Designing the crafting report payload
Settle on a queue snapshot that ships with every crafting report. Include the full queue with each item's recipe, start time, and expected finish time, the last-processed timestamp, the device and server clocks, the elapsed time used in the last offline calculation and the crafts it credited, and the recent completion events with their consumed and produced items. With that you can replay the queue against your completion logic from the last-processed point and see exactly where it diverged, whether a craft stalled, the offline math miscounted, or a deposit failed.

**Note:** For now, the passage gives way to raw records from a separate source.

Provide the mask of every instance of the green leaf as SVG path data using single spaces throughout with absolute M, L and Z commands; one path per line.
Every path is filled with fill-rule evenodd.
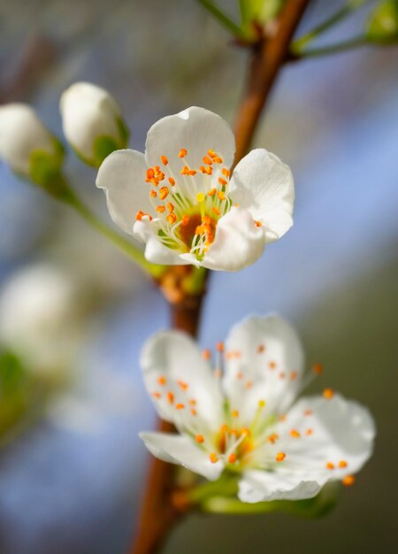
M 371 14 L 366 37 L 373 42 L 398 41 L 398 0 L 381 2 Z

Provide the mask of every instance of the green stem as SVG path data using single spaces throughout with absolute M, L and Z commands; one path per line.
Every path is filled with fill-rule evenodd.
M 248 40 L 246 33 L 238 26 L 234 21 L 230 19 L 227 15 L 224 13 L 219 8 L 218 8 L 211 0 L 198 0 L 199 4 L 202 4 L 203 8 L 211 13 L 225 27 L 230 33 L 235 37 L 243 41 Z
M 165 267 L 163 265 L 157 265 L 149 262 L 138 248 L 101 221 L 101 219 L 99 219 L 96 215 L 95 215 L 74 194 L 72 195 L 71 197 L 67 198 L 66 202 L 92 227 L 99 231 L 101 235 L 113 242 L 113 244 L 115 244 L 122 252 L 133 259 L 147 273 L 149 273 L 152 277 L 157 278 L 165 273 Z
M 321 56 L 329 56 L 330 54 L 336 54 L 337 52 L 345 52 L 347 50 L 358 48 L 359 46 L 366 46 L 369 44 L 369 41 L 365 36 L 357 36 L 343 42 L 337 44 L 331 44 L 329 46 L 323 46 L 321 48 L 311 48 L 307 50 L 300 52 L 292 52 L 295 58 L 320 58 Z

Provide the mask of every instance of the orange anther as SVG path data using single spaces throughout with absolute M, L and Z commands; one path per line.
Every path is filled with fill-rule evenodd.
M 342 484 L 345 487 L 351 487 L 356 482 L 356 478 L 354 475 L 346 475 L 342 480 Z
M 159 198 L 161 200 L 165 200 L 165 198 L 168 196 L 169 194 L 169 189 L 167 189 L 167 187 L 162 187 L 161 189 L 159 189 Z
M 204 359 L 210 359 L 211 358 L 211 352 L 210 352 L 210 350 L 208 348 L 206 348 L 202 352 L 202 356 L 203 357 Z
M 177 216 L 175 213 L 169 213 L 166 217 L 166 221 L 168 221 L 170 225 L 173 225 L 177 221 Z
M 325 389 L 324 390 L 324 396 L 326 400 L 331 400 L 333 397 L 334 392 L 333 389 Z
M 317 375 L 320 375 L 324 371 L 324 366 L 322 365 L 322 364 L 314 364 L 312 365 L 312 371 L 314 372 L 314 373 L 317 373 Z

Keep the snapshot bounded to the active queue and recent completions so it stays cheap to attach automatically. The aim is that a player frustrated by a stuck or lost craft just hits report, and you receive the timeline that explains it without needing to ask when they last opened the game. Consistent fields enable aggregation: counting stuck-queue reports that share an inventory-full condition reveals a deposit bug, and counting offline-progress reports clustered on a platform or clock condition isolates where the elapsed-time calculation is going wrong for many players.
Setting it up with Bugnet
Bugnet captures your crafting queue state automatically when a player taps the in-game report button, so the queue, timers, last-processed timestamp, clocks, and recent completions arrive as custom fields with no upload code. A player whose craft is stuck or whose item vanished just reports it, and you receive the queue timeline that explains it, plus the device and platform context, including the device clock that often explains an offline-progress discrepancy. Because the timing data arrives with the report, you avoid the futile exercise of asking a player exactly when they last had the game open.

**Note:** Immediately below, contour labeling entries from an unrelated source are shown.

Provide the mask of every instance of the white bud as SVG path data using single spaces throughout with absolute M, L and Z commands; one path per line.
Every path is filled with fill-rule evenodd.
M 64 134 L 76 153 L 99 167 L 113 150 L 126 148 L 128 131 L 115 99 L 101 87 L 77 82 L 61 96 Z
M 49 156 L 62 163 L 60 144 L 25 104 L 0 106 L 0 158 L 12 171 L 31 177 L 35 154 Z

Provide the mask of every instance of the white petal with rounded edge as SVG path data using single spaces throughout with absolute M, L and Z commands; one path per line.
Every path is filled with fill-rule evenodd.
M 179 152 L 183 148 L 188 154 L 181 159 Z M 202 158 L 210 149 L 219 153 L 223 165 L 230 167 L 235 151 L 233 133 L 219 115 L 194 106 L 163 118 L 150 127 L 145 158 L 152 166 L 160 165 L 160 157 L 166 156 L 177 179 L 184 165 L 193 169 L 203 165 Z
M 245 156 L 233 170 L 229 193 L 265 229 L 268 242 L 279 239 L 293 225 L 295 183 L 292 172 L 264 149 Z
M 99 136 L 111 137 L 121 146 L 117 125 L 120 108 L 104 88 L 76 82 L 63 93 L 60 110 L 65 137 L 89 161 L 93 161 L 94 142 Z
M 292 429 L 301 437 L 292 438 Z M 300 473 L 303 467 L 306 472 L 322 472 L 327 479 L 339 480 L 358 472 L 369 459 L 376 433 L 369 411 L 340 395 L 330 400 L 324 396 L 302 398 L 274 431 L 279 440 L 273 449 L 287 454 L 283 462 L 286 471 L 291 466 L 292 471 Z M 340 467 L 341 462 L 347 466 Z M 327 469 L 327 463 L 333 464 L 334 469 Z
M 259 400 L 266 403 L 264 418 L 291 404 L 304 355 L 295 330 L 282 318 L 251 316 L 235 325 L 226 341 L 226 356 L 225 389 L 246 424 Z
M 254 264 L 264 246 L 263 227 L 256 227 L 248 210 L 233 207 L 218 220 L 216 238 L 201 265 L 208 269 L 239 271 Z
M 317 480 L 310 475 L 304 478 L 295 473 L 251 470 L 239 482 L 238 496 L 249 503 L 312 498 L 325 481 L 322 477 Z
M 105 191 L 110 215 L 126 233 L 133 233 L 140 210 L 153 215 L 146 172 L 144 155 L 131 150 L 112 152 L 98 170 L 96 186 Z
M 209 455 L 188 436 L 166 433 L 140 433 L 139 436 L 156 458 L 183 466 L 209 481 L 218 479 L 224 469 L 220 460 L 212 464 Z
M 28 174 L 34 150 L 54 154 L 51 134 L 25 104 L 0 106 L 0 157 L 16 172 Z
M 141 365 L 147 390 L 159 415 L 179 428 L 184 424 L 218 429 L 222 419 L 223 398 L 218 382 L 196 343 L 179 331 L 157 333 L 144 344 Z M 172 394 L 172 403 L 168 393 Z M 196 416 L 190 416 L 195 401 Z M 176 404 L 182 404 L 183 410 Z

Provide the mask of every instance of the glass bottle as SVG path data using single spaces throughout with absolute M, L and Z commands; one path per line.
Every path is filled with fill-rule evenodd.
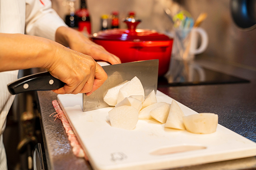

Crafting bugs cluster around specific recipes, queue depths, and clock conditions, and occurrence grouping makes that a clear priority signal. Bugnet folds duplicate reports into one issue with a count, and you can filter by a recipe or completion_state custom field to find the systemic cause. When forty stuck-craft reports all share the same recipe and a full inventory, that single issue rises by occurrence count and points at a deposit-handling bug, so you fix the deposit path once instead of triaging forty near-identical reports of a queue that froze and ate the materials.
Testing time-driven queues
Once reports carry the queue and timing, you can write tests that pin a clock and replay the queue: advancing time past a finish must complete exactly one craft, a full inventory must handle the output predictably rather than dropping it, and an offline gap must credit exactly the number of crafts the elapsed time and recipe allow. Each fixed crafting bug becomes a permanent assertion, which matters because time-driven queues are full of boundary and clock-trust cases that are easy to break and slow to notice until materials start disappearing.

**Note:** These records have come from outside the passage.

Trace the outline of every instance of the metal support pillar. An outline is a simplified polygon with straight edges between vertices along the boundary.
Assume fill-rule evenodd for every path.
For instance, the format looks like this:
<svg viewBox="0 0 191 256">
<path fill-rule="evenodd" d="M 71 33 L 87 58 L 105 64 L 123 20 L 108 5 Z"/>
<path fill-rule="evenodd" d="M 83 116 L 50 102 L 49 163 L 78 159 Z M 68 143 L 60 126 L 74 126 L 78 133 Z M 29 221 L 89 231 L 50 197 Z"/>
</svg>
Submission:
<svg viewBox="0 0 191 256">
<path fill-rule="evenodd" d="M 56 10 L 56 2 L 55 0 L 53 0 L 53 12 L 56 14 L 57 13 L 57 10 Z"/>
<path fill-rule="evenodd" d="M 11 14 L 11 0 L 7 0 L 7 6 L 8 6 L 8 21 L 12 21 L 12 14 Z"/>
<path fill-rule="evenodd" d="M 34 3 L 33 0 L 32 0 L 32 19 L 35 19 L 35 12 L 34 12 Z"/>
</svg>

Test the offline path with deliberately hostile clocks: a clock jumped forward, a clock set back, a huge elapsed gap, and a session that spanned a server outage. Keep capturing real queue states from the field so your tests cover the recipe mixes and queue depths players actually build, which are never the tidy ones you would write by hand. Crafting queues are a core loop in survival and idle games, and treating their bugs as replayable timelines is what lets a small team keep that loop reliable as recipes and production systems multiply.
A stuck craft is a timeline, not a frozen icon. Capture the queue, the timestamps, and the completion events and a lost item becomes a sequence you can replay and fix.